As title says, I'm downloading a bz2 file which has a folder inside and a lot of text files...
My first version was decompressing in memory, but Although it is only 90mbs when you uncomrpess it, it has 60 files of 750mb each.... Computer goes bum! obviusly cant handle like 40gb of ram XD)
So, The problem is that they are too big to keep all in memory at the same time... so I'm using this code that works but its sucks (Too slow):
response = requests.get('https:/fooweb.com/barfile.bz2')
# save file into disk:
compress_filepath = '{0}/files/sources/{1}'.format(zsets.BASE_DIR, check_time)

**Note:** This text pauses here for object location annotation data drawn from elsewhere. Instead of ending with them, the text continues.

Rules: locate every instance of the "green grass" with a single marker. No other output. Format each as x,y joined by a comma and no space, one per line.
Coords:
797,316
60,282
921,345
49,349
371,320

with open(compress_filepath, 'wb') as local_file:
local_file.write(response.content)
#We extract the files into folder
extract_folder = compress_filepath + '_ext'
with tarfile.open(compress_filepath, "r:bz2") as tar:
tar.extractall(extract_folder)
# We process one file at a time:
for filename in os.listdir(extract_folder):
filepath = '{0}/{1}'.format(extract_folder,filename)
file = open(filepath, 'r').readlines()
for line in file:
some_processing(line)
Is there a way I could make this without dumping it to disk... and only decompressing and reading one file from the .bz2 at a time?
Thank you very much for your time in advance, I hope somebody knows how to help me with this...